Comparative Analysis Report: Visualization Tools & Platforms By Annabel Weiner, Erol Basusta, Leah Wilkinson, and Quenton Oakes
Table of Contents Executive Summary Introduction Assessment Criteria Publishability Insight Workability Integration Varying Methods & Limitations Applications & GUI s JavaScript & Libraries Choice of Tool or Platform Platforms & Libraries Cytoscape D3.js NodeGoat Neo4j Conclusions
Executive Summary We analyzed five tools (Cytoscape, Gephi, D3.js, NodeGoat, and Neo4j) on the basis of four criteria (Publishability, Insight, Workability, and Integration). We discovered a natural division in the tools available: Applications and Javascript libraries. Applications are generally easier to use but more difficult to publish. This category includes Cytoscape, Gephi, and NodeGoat. Libraries are programming languages designed, in this context, to visualize data. This category includes D3.js. Neo4j is less easily categorized, as it features a programming environment within a user interface. The main tension we found is the learning curve of Javascript libraries as opposed to the relatively limited functionality of GUI applications. This tension is connected with the concern for future actions taken by the Digital Scholarship Team in whether to offer visualizations that can be offered as products or visualization training offered as a service. Our recommendations moving forward regarding visualization tools are as follows: Gephi seems to be the most appropriate GUI tool due to unique publishability features, while D3.js and Neo4j are promising tools that require more expert knowledge. Gephi is increasing its market share, but D3.js is very well established with a knowledgeable user community, potentially of great use in anticipating new users' needs when designing training. In broader terms, we would recommend introducing user testing as early as possible in this process to determine the added value for researchers in either scenario. Anticipating users needs before they can be clearly articulated is a great accomplishment for a library service, but a clear image of what these needs may be is of the highest priority in offering a radically novel service such as visualization assistance.

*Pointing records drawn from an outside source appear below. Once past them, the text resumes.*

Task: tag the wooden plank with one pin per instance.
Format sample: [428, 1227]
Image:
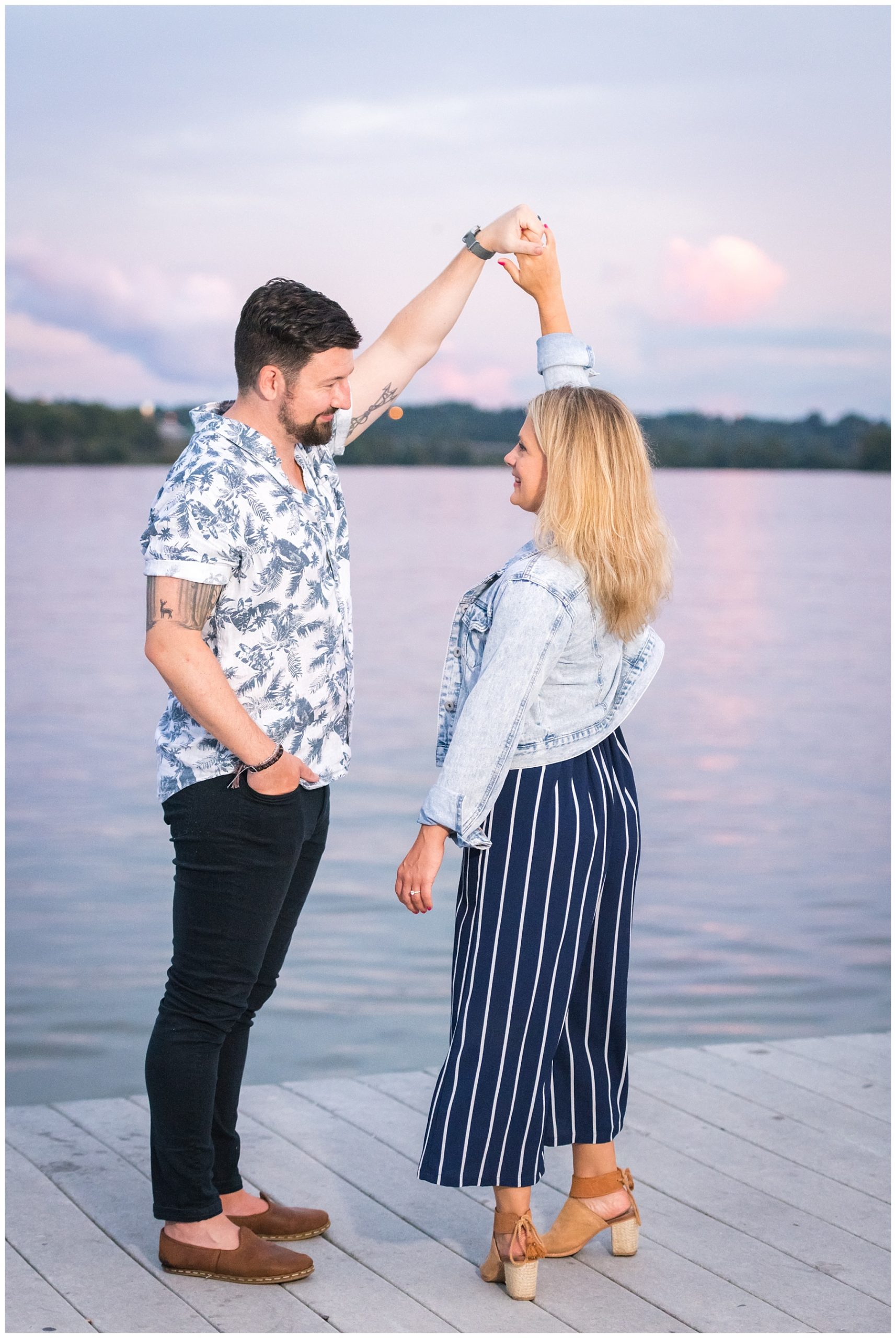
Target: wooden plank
[767, 1171]
[836, 1158]
[811, 1297]
[571, 1294]
[851, 1092]
[840, 1052]
[876, 1041]
[34, 1306]
[859, 1263]
[117, 1198]
[376, 1226]
[792, 1285]
[410, 1088]
[672, 1281]
[81, 1262]
[776, 1095]
[344, 1291]
[809, 1238]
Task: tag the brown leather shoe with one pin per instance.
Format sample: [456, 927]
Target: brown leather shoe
[283, 1224]
[252, 1261]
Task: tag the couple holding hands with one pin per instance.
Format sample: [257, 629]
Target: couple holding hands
[249, 621]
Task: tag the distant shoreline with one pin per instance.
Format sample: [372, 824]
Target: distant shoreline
[454, 434]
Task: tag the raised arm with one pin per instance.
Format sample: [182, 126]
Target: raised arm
[415, 335]
[562, 357]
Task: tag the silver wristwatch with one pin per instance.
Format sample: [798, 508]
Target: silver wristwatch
[473, 245]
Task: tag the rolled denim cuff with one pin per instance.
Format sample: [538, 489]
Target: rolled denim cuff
[444, 809]
[564, 360]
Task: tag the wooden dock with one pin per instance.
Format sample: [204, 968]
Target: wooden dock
[761, 1174]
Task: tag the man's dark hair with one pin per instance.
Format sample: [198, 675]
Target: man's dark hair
[284, 324]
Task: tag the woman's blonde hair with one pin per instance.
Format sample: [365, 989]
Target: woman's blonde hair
[600, 505]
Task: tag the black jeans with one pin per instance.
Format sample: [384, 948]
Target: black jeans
[244, 866]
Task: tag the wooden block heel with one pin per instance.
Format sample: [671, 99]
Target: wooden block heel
[577, 1224]
[521, 1279]
[625, 1238]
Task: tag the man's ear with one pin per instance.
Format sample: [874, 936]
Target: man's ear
[271, 383]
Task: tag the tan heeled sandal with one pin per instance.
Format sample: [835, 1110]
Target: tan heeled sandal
[577, 1224]
[519, 1278]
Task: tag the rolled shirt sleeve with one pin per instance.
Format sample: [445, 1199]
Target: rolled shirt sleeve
[341, 427]
[196, 526]
[564, 360]
[530, 628]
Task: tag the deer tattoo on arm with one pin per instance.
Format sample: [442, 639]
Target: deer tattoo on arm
[190, 605]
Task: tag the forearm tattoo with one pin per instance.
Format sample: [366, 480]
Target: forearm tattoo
[186, 604]
[388, 394]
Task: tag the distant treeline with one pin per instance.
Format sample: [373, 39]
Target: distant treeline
[68, 433]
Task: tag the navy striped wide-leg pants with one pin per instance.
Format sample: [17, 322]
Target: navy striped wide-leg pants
[538, 1052]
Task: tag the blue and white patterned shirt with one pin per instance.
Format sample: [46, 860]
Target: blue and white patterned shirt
[281, 631]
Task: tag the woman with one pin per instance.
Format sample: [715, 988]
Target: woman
[547, 656]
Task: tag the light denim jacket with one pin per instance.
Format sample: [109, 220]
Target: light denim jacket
[531, 676]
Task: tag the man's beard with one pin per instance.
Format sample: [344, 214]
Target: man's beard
[309, 434]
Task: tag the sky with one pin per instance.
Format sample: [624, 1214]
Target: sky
[716, 177]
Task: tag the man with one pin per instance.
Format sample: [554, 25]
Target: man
[249, 624]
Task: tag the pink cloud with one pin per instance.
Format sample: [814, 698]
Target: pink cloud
[180, 326]
[728, 280]
[444, 379]
[47, 362]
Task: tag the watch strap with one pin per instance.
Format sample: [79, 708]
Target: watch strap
[473, 245]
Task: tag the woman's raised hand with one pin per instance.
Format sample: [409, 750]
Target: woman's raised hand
[537, 275]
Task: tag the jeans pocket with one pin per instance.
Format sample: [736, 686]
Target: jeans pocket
[256, 797]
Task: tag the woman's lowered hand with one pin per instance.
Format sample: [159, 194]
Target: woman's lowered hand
[418, 870]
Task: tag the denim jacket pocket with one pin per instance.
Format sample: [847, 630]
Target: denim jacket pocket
[474, 631]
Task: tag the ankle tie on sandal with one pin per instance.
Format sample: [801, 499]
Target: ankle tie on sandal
[598, 1186]
[522, 1233]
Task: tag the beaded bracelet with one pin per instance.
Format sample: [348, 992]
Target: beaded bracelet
[262, 766]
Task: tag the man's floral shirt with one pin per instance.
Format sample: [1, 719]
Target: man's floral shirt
[228, 515]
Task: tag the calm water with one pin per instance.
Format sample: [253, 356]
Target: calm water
[760, 753]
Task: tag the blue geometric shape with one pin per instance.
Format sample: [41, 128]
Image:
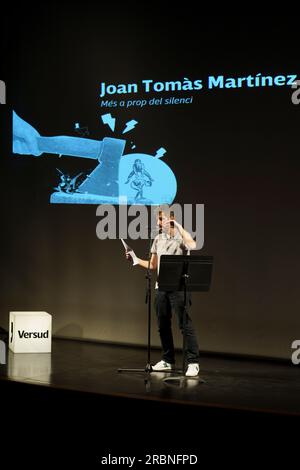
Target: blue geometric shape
[146, 180]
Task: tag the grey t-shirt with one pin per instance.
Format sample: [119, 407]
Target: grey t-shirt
[164, 244]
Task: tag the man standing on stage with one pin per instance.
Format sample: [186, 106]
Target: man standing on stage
[172, 239]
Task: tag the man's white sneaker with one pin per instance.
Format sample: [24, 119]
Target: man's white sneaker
[163, 365]
[192, 370]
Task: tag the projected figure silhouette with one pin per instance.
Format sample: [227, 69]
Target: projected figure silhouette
[141, 178]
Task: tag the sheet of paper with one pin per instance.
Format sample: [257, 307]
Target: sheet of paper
[130, 252]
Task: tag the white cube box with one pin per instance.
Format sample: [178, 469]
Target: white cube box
[30, 332]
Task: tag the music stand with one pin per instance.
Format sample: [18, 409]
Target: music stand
[188, 274]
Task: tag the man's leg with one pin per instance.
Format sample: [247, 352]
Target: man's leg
[164, 315]
[191, 342]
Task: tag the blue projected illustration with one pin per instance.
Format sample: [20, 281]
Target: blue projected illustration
[134, 178]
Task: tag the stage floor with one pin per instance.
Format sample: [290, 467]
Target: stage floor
[230, 383]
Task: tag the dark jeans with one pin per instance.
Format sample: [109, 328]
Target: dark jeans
[165, 302]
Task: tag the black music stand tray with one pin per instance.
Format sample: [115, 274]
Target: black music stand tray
[188, 274]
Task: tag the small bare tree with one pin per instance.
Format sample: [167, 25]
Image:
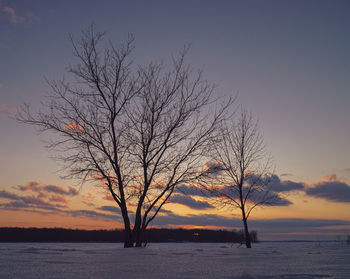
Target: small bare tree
[140, 130]
[240, 169]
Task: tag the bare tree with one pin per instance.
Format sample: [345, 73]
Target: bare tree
[140, 130]
[240, 169]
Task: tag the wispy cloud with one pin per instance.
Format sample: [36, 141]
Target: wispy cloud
[330, 177]
[35, 186]
[16, 18]
[333, 191]
[190, 202]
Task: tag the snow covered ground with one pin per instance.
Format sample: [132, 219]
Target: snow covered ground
[267, 260]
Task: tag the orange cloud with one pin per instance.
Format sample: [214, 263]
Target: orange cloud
[330, 177]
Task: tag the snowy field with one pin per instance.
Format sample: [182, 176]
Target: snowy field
[166, 260]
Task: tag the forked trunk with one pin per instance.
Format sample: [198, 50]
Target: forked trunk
[128, 239]
[247, 239]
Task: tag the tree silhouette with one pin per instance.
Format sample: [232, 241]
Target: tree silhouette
[238, 174]
[138, 130]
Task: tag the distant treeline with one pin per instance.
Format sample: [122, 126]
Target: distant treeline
[152, 235]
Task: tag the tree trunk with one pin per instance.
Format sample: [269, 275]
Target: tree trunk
[128, 236]
[247, 239]
[139, 237]
[128, 239]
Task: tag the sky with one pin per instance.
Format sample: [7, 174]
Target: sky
[288, 61]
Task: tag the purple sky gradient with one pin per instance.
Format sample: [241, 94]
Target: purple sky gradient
[289, 61]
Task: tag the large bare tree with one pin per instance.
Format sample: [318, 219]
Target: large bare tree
[138, 130]
[239, 170]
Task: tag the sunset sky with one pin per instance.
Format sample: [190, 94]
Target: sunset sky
[288, 61]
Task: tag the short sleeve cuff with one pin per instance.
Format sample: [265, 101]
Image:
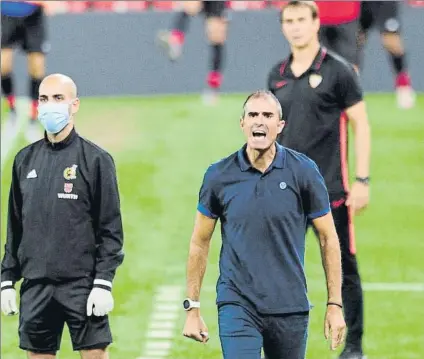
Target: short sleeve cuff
[319, 213]
[203, 210]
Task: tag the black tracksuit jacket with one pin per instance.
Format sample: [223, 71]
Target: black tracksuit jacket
[64, 218]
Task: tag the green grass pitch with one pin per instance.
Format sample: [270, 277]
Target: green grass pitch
[162, 147]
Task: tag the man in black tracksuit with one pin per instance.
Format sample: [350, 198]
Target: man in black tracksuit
[64, 235]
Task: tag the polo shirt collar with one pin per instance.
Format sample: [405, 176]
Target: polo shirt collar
[278, 162]
[316, 64]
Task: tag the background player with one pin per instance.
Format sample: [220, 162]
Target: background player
[385, 16]
[339, 27]
[216, 29]
[315, 88]
[23, 24]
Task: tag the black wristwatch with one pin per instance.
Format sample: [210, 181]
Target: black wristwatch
[363, 180]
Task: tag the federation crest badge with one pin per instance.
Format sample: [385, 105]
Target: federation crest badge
[315, 80]
[70, 172]
[68, 187]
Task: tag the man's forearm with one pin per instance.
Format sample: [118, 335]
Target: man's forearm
[362, 149]
[196, 268]
[331, 260]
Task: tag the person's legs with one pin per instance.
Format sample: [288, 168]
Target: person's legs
[172, 41]
[285, 336]
[352, 293]
[35, 47]
[389, 26]
[216, 30]
[10, 35]
[89, 335]
[41, 320]
[239, 332]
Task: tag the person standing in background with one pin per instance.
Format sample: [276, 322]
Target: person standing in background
[385, 16]
[216, 29]
[23, 24]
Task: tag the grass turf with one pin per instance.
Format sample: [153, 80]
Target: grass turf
[162, 147]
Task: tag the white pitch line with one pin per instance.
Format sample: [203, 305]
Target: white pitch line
[9, 134]
[166, 317]
[394, 287]
[369, 287]
[164, 345]
[160, 334]
[165, 313]
[161, 325]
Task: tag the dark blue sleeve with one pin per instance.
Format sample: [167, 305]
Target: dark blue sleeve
[208, 200]
[315, 197]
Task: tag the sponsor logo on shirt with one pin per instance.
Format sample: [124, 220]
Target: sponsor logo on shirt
[70, 173]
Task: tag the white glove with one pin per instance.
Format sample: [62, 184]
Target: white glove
[101, 300]
[8, 301]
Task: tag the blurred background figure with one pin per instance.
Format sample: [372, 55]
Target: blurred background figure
[216, 29]
[23, 24]
[339, 27]
[385, 16]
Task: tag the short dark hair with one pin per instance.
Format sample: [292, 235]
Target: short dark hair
[297, 3]
[263, 94]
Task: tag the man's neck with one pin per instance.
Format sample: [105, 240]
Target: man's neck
[306, 56]
[261, 160]
[55, 138]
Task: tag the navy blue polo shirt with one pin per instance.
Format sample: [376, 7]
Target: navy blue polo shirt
[264, 218]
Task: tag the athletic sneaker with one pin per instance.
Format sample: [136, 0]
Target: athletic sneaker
[405, 94]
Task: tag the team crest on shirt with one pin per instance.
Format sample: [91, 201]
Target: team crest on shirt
[68, 187]
[315, 80]
[70, 172]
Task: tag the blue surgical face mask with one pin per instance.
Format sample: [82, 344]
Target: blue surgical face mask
[54, 116]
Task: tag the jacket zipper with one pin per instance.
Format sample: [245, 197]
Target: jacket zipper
[50, 202]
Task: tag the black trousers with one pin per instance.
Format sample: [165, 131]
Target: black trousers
[351, 289]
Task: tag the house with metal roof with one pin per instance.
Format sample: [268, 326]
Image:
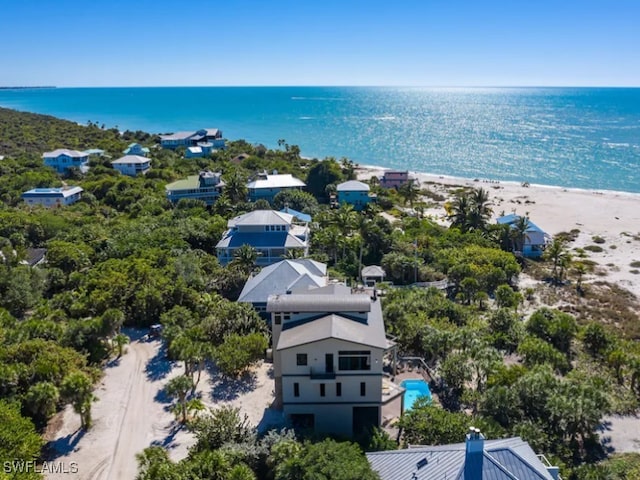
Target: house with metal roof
[535, 239]
[267, 186]
[206, 186]
[395, 178]
[52, 197]
[355, 193]
[63, 159]
[192, 138]
[285, 276]
[132, 165]
[271, 233]
[136, 149]
[476, 459]
[328, 348]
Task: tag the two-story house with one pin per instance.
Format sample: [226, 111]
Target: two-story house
[52, 197]
[267, 186]
[271, 233]
[63, 159]
[192, 138]
[328, 347]
[136, 149]
[132, 165]
[281, 277]
[206, 186]
[355, 193]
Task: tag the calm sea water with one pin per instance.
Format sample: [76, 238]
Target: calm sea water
[572, 137]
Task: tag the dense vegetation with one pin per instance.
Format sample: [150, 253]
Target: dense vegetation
[124, 257]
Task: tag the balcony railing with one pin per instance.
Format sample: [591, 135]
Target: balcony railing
[321, 375]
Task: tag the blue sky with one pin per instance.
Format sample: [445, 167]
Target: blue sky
[330, 42]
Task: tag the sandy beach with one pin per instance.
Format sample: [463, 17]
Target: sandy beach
[614, 216]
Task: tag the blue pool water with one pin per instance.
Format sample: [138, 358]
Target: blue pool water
[414, 389]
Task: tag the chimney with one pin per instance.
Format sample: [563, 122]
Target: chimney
[474, 455]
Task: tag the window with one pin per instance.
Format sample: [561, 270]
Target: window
[354, 360]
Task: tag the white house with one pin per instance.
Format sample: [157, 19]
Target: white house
[132, 165]
[206, 186]
[328, 347]
[282, 277]
[52, 197]
[268, 186]
[476, 459]
[271, 233]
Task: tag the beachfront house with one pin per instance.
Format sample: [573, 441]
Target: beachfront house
[372, 274]
[282, 277]
[52, 197]
[192, 138]
[202, 149]
[267, 186]
[355, 193]
[206, 186]
[533, 241]
[395, 178]
[63, 159]
[271, 233]
[476, 459]
[132, 165]
[136, 149]
[328, 347]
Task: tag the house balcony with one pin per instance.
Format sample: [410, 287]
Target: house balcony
[321, 374]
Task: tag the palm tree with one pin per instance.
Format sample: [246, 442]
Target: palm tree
[236, 188]
[410, 192]
[245, 258]
[459, 212]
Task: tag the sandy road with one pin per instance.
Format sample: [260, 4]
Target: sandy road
[129, 415]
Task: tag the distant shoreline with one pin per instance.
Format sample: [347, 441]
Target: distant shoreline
[39, 87]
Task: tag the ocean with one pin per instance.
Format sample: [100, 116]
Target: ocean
[571, 137]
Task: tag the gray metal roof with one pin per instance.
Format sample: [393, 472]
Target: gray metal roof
[128, 159]
[353, 186]
[283, 276]
[505, 459]
[276, 181]
[309, 302]
[373, 271]
[261, 217]
[332, 326]
[64, 151]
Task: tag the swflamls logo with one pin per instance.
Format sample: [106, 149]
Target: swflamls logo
[31, 466]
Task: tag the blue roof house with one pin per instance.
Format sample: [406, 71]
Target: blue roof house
[136, 149]
[132, 165]
[206, 186]
[52, 197]
[476, 459]
[282, 277]
[267, 186]
[355, 193]
[535, 239]
[271, 233]
[192, 138]
[63, 159]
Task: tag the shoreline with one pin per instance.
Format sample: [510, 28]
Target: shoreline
[602, 220]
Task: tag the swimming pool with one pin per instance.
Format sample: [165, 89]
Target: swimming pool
[414, 390]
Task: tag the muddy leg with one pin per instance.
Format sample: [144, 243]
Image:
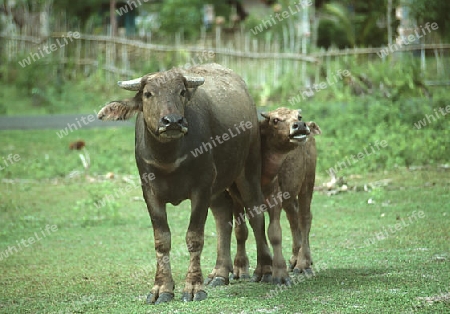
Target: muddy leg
[252, 199]
[221, 207]
[291, 208]
[194, 288]
[164, 285]
[304, 260]
[279, 271]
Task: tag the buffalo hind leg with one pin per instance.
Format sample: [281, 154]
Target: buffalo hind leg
[221, 206]
[164, 285]
[291, 208]
[241, 262]
[252, 199]
[279, 271]
[304, 260]
[194, 287]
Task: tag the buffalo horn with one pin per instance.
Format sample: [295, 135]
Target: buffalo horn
[133, 85]
[192, 81]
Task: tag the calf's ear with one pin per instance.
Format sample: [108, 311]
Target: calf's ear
[314, 128]
[192, 83]
[119, 110]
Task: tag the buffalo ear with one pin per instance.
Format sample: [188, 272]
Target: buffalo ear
[119, 110]
[265, 115]
[314, 128]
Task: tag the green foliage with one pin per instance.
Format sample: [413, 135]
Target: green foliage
[354, 23]
[181, 16]
[432, 11]
[105, 267]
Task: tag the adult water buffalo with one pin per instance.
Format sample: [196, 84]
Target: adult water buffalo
[196, 134]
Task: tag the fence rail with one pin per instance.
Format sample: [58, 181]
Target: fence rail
[260, 64]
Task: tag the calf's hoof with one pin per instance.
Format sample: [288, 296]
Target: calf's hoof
[308, 272]
[262, 278]
[164, 297]
[282, 281]
[216, 282]
[241, 277]
[199, 296]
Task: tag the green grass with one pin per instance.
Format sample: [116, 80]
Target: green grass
[102, 260]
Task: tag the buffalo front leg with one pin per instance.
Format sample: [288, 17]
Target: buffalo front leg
[279, 270]
[241, 261]
[304, 260]
[194, 288]
[221, 206]
[164, 285]
[291, 208]
[252, 199]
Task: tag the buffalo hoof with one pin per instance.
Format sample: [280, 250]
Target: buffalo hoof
[291, 267]
[282, 281]
[264, 278]
[162, 298]
[241, 277]
[308, 272]
[217, 282]
[199, 296]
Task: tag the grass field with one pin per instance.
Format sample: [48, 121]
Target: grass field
[101, 260]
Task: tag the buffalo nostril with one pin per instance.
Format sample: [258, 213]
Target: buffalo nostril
[165, 121]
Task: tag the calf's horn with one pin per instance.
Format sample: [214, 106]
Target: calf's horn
[192, 81]
[133, 85]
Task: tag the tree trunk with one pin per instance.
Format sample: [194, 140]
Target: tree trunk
[112, 17]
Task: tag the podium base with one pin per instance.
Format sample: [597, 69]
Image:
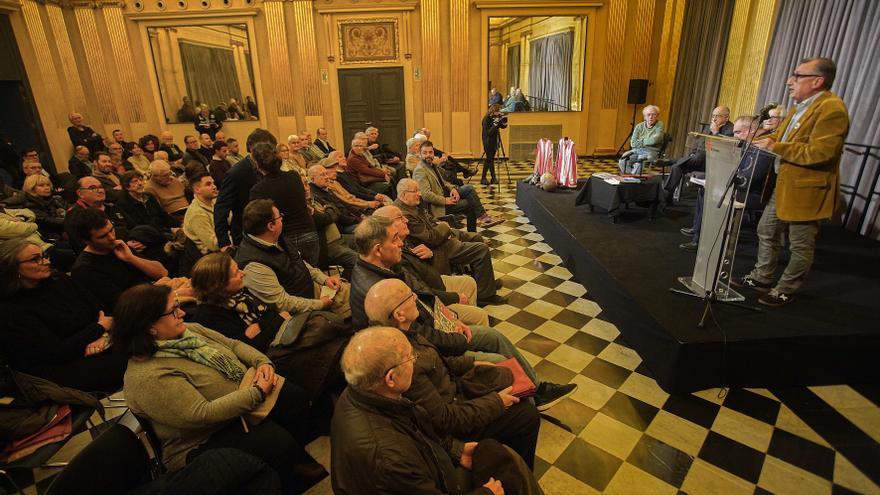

Introduction Before our team set out to create visualizations using Cytoscape and D3.js we decided to first assess whether the two tools would be the best platforms / libraries we could use that were available to us. The fact that Cytoscape is designed for visualizing molecular interaction networks and biological pathways was what led us to this decision. If we can find a platform that has been developed to accomplish specifically what we would ideally like Cytoscape and D3.js to do, it would be the better platform to pursue and invest more time in. For our assessment we focused on four key criteria we thought would be essential for the final platform and/or library to have when it comes to the creation and sharing of visualizations. We decided on these criteria from analyzing our meetings with the Digital Scholarship Team. Assessment Criteria Publishability This criterion concerns how easy is it to recreate visualizations in a format that is accessible to a wider audience. Details such as how visualizations are created and how much tweaking is required for publication are also part of this criteria. The quality, features, and size of the visualization are also keys components to be evaluated as well. Insight This criterion discerns how powerful the platform is when it comes to research. Does the platform features and interface facilitate the discovery of new networks and relationships? Are there any limitations on the capabilities or capacity of the analysis done on the platform? These are all analyzed as implications for insight. Workability This criteria examines how easy the platform or library is to actually use. It encompasses the size of their respective communities, variety of third party plugins and tutorials, as well as overall prevalence in the field of information visualization. If a platform / language is easy to pick up and has quality documentations or tutorials it is considered to have high workability. Integration Our final criterion is how well the platform or library works with various data formats as well as other platforms and tools. Questions such as built in features for massaging the data and flexibility in data input format also fall under this criteria. The gap and number of steps between actual data analysis and the visualization recreation online is another aspect of this criteria.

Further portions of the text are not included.